Dickson, a grandfather, had no idea what YouTube was when his marketing director pitched the video idea. Now he is an internet rock star—a popular radio and television guest (with appearances on The Tonight Show and Today), a sought-after speaker on viral marketing, and a frequent participant in music videos and other companies’ advertising campaigns. Thanks to the internet’s global reach and his affable, down-to-earth manner, Dickson has developed a strong personal brand. Employees are proud of the recognition Blendtec has received, and thousands of fans have sent suggestions for his next video. How many CEOs of the Fortune 500 can claim such connection with the people they want to influence?

A Connected World

It’s no secret that social media—global, open, transparent, non-hierarchical, interactive, and real time—are changing consumer behavior and workplace expectations. As a result, the best businesses are creating comprehensive strategies in this area to support their goals. However, my research on the organizational implications of social media and consulting work with dozens of companies in America, Europe, and Asia suggest that it is taking longer for corporate leaders to consider what the new paradigm means for them personally.

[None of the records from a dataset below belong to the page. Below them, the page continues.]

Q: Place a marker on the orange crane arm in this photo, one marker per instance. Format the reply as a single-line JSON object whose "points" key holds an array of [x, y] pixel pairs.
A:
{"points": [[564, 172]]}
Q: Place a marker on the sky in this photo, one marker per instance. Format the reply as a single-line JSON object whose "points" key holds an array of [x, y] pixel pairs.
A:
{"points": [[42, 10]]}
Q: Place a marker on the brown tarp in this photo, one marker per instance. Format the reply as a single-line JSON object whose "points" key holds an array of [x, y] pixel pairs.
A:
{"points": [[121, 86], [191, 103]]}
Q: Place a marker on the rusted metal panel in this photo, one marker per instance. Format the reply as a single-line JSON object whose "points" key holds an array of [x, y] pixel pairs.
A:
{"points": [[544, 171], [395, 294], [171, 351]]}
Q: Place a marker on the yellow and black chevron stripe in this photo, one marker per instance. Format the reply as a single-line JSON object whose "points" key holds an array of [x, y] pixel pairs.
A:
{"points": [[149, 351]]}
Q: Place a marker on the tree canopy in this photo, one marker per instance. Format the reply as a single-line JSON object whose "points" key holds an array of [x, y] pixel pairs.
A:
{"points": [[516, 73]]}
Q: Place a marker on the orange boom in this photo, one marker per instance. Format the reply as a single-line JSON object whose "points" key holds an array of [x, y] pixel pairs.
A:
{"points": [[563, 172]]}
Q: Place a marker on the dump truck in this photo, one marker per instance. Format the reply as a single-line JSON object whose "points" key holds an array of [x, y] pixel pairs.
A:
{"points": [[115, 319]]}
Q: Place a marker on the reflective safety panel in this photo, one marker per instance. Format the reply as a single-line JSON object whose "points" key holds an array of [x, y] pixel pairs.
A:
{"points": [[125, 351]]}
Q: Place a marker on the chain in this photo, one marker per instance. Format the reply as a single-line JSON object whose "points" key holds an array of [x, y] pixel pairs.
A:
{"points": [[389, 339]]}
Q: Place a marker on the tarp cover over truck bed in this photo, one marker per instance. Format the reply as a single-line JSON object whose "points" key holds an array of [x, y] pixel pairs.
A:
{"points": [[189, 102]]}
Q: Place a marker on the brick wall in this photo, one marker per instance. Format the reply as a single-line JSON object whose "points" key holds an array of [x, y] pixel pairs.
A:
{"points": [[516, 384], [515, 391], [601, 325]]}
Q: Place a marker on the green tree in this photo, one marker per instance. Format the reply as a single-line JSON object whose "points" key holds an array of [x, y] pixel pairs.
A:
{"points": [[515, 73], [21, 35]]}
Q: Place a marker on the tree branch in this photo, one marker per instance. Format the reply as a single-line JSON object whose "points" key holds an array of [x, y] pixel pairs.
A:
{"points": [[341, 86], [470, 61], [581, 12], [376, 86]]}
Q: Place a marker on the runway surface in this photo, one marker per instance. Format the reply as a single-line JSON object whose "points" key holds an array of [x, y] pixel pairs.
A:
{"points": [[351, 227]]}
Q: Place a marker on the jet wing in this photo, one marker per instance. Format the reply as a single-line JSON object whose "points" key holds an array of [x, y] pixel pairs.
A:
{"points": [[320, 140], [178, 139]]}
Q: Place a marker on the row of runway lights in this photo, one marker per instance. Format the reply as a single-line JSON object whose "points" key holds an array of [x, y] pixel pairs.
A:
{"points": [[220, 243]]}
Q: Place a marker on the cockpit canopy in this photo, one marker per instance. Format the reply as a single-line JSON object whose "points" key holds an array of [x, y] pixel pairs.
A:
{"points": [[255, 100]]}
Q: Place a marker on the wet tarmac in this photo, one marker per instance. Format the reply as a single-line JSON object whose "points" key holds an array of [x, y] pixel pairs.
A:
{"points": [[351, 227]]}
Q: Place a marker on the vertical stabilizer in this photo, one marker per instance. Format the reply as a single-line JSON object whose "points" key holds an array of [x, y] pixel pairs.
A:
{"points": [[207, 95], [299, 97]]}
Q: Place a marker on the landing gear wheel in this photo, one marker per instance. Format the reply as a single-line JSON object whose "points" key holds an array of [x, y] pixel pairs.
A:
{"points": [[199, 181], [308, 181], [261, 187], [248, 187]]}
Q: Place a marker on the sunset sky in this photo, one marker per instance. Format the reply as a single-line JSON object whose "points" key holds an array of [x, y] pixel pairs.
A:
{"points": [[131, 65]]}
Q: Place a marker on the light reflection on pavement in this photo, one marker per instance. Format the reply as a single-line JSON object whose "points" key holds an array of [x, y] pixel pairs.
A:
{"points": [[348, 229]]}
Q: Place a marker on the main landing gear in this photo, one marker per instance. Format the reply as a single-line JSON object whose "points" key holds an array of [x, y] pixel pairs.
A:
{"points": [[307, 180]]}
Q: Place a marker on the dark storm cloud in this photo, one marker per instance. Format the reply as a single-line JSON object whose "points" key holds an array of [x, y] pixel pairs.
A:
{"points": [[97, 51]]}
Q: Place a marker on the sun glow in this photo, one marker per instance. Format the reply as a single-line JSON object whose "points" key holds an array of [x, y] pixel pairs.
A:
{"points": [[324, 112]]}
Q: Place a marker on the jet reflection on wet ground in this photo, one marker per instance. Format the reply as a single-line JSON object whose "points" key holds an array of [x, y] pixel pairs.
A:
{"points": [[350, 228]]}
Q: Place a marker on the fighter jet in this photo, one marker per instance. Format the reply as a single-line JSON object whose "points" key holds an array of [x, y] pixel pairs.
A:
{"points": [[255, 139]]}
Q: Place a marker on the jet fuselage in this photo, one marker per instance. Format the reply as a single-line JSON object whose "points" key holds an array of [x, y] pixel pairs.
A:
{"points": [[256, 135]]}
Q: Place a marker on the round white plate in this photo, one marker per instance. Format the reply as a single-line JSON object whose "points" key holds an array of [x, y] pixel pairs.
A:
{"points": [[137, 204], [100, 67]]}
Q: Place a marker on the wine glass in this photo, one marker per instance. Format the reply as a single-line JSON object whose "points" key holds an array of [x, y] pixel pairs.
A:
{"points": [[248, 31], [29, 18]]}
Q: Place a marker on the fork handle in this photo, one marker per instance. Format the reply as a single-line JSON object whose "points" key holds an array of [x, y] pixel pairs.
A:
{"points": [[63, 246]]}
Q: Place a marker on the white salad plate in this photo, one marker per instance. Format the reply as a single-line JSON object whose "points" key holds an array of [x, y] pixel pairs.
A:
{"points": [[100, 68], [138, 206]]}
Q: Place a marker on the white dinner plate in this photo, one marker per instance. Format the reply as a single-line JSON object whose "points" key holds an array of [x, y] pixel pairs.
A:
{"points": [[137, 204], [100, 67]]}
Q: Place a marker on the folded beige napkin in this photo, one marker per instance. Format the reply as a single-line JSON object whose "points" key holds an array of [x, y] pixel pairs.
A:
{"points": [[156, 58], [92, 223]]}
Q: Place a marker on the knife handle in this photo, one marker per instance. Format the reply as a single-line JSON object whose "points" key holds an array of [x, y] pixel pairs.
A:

Take the world’s leading CEOs as a sample. According to data from Fisheye Analytics, the top 50 chief executives (as identified by Morten T. Hansen, Herminia Ibarra, and Urs Peyer in “The Best-Performing CEOs in the World,” HBR January–February 2010) are increasingly discussed in online venues, but few are using social media to spread their own messages: Only 19 were on Facebook, only six had a LinkedIn page, and only two—Google CEO Eric Schmidt and former Norilsk Nickel CEO Mikhail Prokhorov—were tweeting or blogging (although some used their corporate pages for blogs). Anecdotal evidence suggests that the story is the same for leaders below the CEO level and that even those who have a social media presence aren’t using it strategically. That is a mistake.
Today’s leaders must embrace social media for three reasons. First, they provide a low-cost platform on which to build your personal brand, communicating who you are both within and outside your company. Second, they allow you to engage rapidly and simultaneously with peers, employees, customers, and the broader public, especially younger generations, in the same transparent and direct way they expect from everyone in their lives. Third, they give you an opportunity to learn from instant information and unvarnished feedback. Active participation in social media can be a powerful tool—the difference between leading effectively and ineffectively, and between advancing and faltering in the pursuit of your goals. You can use this tool proactively, as Dickson did, or reactively, as the technology CEO could have done.